Diretora de Pesquisa do Instituto Nacional de Pesquisa em Agricultura, Alimentação e Meio Ambiente (INRAE), especializado em meio ambiente de doenças infecciosas e zoonóticas, Gwenel Forch trabalha com doenças transmitidas por carrapatos, que vivem principalmente nas florestas, em particular em Lyme . Doença. Jean-François Gigann, Diretor de Pesquisa na Classe Excepcional do Instituto de Pesquisa para o Desenvolvimento (IRD), que hospeda o INRAE, é especialista há quase trinta anos na ligação entre meio ambiente, saúde humana e saúde animal. Entrevista com esses dois pesquisadores sobre uma abordagem abrangente e integrada das doenças infecciosas humanas, levando em consideração os componentes ambientais, em particular o desmatamento.
Durante sua pesquisa, você notou alguma ligação entre o desmatamento e o surgimento de patógenos?
Jean Francois Gigann: Os estudos são raros, mas tais ligações foram demonstradas no caso da úlcera de Buruli ou leishmaniose na Guiana, ou malária no Brasil. No caso da úlcera de Buruli, a origem dessa infecção crônica é a micobactéria, como a tuberculose ou a hanseníase, que adora água estagnada e ambientes escuros levemente iluminados pelo sol.

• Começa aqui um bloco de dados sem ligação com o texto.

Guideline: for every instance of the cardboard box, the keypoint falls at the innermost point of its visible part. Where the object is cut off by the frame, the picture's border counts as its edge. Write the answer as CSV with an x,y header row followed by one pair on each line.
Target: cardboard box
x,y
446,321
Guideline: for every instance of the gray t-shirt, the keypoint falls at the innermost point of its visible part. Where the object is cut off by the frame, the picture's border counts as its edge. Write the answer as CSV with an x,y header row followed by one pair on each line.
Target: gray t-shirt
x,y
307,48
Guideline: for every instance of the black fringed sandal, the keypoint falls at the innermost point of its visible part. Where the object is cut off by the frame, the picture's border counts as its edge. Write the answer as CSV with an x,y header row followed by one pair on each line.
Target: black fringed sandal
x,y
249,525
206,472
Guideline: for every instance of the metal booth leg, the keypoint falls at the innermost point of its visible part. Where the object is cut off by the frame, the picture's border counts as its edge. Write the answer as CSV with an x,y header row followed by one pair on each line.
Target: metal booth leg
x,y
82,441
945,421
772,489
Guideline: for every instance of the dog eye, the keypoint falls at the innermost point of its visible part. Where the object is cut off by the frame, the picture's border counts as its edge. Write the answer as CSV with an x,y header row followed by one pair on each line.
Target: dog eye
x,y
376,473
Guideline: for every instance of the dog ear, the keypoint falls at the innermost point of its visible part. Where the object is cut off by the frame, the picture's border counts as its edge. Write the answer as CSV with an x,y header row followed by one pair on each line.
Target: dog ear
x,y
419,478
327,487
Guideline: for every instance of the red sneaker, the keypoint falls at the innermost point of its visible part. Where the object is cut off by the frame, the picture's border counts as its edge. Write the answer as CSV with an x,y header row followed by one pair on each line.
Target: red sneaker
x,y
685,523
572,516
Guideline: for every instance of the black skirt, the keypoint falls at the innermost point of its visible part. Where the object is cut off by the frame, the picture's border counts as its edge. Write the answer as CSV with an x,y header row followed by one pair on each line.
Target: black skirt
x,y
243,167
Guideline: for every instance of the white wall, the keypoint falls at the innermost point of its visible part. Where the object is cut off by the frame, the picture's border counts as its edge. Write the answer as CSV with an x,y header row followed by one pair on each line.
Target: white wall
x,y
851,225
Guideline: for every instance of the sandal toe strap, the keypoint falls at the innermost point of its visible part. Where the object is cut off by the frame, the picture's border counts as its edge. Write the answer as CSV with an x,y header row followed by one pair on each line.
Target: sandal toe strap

Na Guiana, temos feito um trabalho de observação de longo prazo em alguns locais aquáticos para questionar os distúrbios ambientais que ocorreram durante os últimos cinco a dez anos. Houve desmatamento? isolado? A agricultura evoluiu? Isso levou à criação de uma aldeia? Observamos uma concentração de casos de úlcera de Buruli onde a agricultura se desenvolveu após o desmatamento na Floresta Guiana. Na Costa do Marfim, os casos estão aumentando onde o cultivo de arroz substituiu as florestas primárias.
Especulamos que a micobactéria responsável pela úlcera de Buruli pode estar relacionada às raízes das plantas, como um micróbio. Com a prática do desmatamento, o sistema radicular começa a morrer e ocorre a liberação de bactérias fúngicas que podem se refugiar em alguns ecossistemas aquáticos de várzea, como os arrozais. Os fazendeiros, fazendeiros ou proprietários de fazendas são então expostos a esses esporos microbianos.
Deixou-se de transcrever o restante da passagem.